The delinquency rate for single-family residential properties rose slightly to 4.47% of all loans outstanding at the end of the third quarter, marking an increase of 11 basis points from the same period a year ago.
The share of loans with foreclosure activity dipped one basis point to 0.23% quarter-over-quarter, the lowest this percentage has been since the fourth quarter of 1985.
“Despite the small [delinquency rate] uptick this quarter, the healthy economy is overall supporting low mortgage delinquencies and foreclosure inventories,” Marina Walsh, vice president of industry analysis at the MBA, said in a press release.
“Unemployment is at its lowest level since 1969, wages have grown 3.1% year-over-year — the biggest jump in almost a decade — and job growth is averaging over 212,000 jobs per month thus far,” she said.
Contributing to the increase in delinquencies in the third quarter were natural disasters like Hurricane Florence and Tropical Storm Gordon, which caused considerable delinquency growth in the affected states of North Carolina, South Carolina, Mississippi, Arkansas and Alabama.

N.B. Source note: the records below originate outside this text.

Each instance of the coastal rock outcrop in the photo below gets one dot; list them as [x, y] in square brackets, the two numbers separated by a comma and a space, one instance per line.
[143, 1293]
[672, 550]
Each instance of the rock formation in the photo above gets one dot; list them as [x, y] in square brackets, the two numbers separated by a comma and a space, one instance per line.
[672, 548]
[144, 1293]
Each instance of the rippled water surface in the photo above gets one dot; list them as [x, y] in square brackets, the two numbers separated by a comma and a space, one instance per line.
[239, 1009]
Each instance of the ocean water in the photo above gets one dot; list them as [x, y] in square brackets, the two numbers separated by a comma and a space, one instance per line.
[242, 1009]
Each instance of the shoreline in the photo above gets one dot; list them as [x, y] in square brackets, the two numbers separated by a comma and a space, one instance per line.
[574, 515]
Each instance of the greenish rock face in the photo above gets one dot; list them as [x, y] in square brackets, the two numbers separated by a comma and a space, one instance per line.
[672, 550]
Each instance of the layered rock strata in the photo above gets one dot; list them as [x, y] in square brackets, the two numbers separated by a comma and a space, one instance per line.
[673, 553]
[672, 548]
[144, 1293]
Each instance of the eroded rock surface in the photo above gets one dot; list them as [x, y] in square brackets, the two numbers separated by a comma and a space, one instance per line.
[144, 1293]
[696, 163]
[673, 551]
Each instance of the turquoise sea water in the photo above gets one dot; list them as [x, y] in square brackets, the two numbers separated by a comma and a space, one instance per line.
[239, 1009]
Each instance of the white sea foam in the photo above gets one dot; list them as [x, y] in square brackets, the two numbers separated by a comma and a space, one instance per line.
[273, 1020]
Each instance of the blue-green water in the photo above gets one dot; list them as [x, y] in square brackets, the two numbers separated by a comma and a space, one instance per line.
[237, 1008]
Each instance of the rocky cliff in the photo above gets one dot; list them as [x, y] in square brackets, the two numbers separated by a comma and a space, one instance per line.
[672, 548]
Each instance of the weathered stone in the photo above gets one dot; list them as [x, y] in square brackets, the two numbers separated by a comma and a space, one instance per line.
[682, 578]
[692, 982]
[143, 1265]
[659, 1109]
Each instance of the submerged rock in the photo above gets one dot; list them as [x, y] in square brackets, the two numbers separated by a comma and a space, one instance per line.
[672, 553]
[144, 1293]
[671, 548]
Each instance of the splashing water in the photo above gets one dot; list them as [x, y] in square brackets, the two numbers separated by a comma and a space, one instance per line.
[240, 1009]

It could take several quarters for rates in these areas to return to normal, according to Walsh.
By loan type, delinquencies dropped across the board on a year-over-year basis; the share of delinquencies for conventional loans fell 41 basis points, while the percentage of Federal Housing Administration and U.S. Department of Veterans Affairs loans declined 44 basis points and 8 basis points, respectively.
Corrected November 8, 2018 at 5:21PM: This story has been updated to clarify the MBA report only covers mortgage delinquency data.